Structuring Your Tradeshow Sales Conversation: The Three Insight Paths

by | Jan 26, 2016

Do you want to improve the power of your communications on the trade show floor? This post is about how to build some of the basic principals of a good TED Talk into your sales communications – everything from your graphics to the conversations you have on the show floor. To do this, you just have to make sure you have first worked to understand what Tamsen Webster of TEDxCambridge* calls the three insight paths. These are:

  • What’s the problem/opportunity your product or service is addressing described using a real and interesting story-based example – not a bunch of technical bullets (e.g., “Once there was this manager who had a problem…”)
  • The answer to the question, “Does your product or service solve the problem and how? Again using a real, story-based example.
  • Then the data that allows people to believe your promises. This should include whatever works best which could be your management team’s credentials, your record of success, your talent pool, facilities, patents, resources and more.

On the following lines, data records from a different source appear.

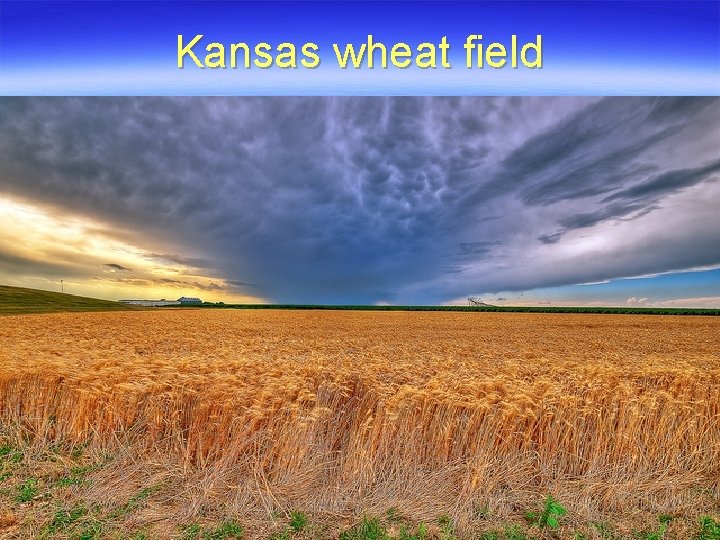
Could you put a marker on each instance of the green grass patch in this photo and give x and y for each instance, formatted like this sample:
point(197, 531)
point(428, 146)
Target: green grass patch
point(27, 491)
point(18, 300)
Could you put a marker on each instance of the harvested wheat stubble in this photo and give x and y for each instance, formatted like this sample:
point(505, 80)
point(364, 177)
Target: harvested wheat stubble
point(348, 412)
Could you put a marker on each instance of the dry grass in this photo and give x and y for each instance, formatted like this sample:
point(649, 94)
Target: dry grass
point(340, 413)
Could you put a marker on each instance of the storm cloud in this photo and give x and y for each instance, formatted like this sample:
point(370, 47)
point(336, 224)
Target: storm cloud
point(412, 200)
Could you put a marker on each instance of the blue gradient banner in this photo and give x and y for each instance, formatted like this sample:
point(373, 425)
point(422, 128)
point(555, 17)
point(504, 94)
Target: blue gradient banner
point(588, 48)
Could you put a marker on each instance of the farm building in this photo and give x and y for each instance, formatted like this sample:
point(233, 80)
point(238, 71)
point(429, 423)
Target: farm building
point(151, 303)
point(189, 301)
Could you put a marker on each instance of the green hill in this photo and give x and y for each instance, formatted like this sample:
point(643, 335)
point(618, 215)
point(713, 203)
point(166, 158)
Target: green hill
point(16, 300)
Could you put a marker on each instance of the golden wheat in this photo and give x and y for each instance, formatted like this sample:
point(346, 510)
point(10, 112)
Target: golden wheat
point(423, 411)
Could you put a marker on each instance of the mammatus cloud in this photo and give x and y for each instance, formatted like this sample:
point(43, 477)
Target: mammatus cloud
point(114, 267)
point(402, 200)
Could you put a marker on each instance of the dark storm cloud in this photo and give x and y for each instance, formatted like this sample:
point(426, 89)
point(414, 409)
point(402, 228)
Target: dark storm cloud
point(364, 199)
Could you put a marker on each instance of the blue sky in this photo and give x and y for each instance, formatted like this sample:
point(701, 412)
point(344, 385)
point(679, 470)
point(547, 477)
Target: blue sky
point(522, 200)
point(590, 48)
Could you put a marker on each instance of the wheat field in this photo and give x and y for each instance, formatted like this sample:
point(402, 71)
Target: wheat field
point(346, 413)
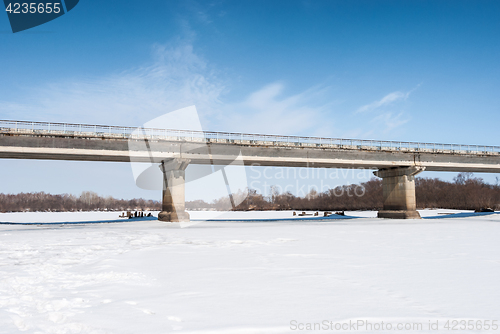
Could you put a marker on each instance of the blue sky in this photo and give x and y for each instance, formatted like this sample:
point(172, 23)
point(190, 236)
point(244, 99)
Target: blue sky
point(397, 70)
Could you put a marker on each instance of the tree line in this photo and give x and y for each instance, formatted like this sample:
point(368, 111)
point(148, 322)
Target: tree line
point(465, 192)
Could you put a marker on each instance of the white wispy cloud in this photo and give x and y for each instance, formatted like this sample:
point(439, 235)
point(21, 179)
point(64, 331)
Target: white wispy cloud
point(175, 78)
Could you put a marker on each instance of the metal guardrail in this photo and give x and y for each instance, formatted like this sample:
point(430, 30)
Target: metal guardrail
point(238, 138)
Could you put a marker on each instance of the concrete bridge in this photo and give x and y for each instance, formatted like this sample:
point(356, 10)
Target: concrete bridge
point(396, 163)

Once you have it, share it in your communications in the order shown, making sure that the focus is on showing your company’s passion and the possibilities created by your products, more so than on a dry list of technical specs. In the end, the goal is to plant a powerful and inspiring vision of what the prospect’s future could be like when they finally say “yes.” Learning to communicate this way may be a challenge for some companies, but you’ll find it’s usually readily doable and can really pay off.

*Adapted from a presentation given at FutureM 2015 by Tamsen Webster, Executive Producer TEDxCambridge.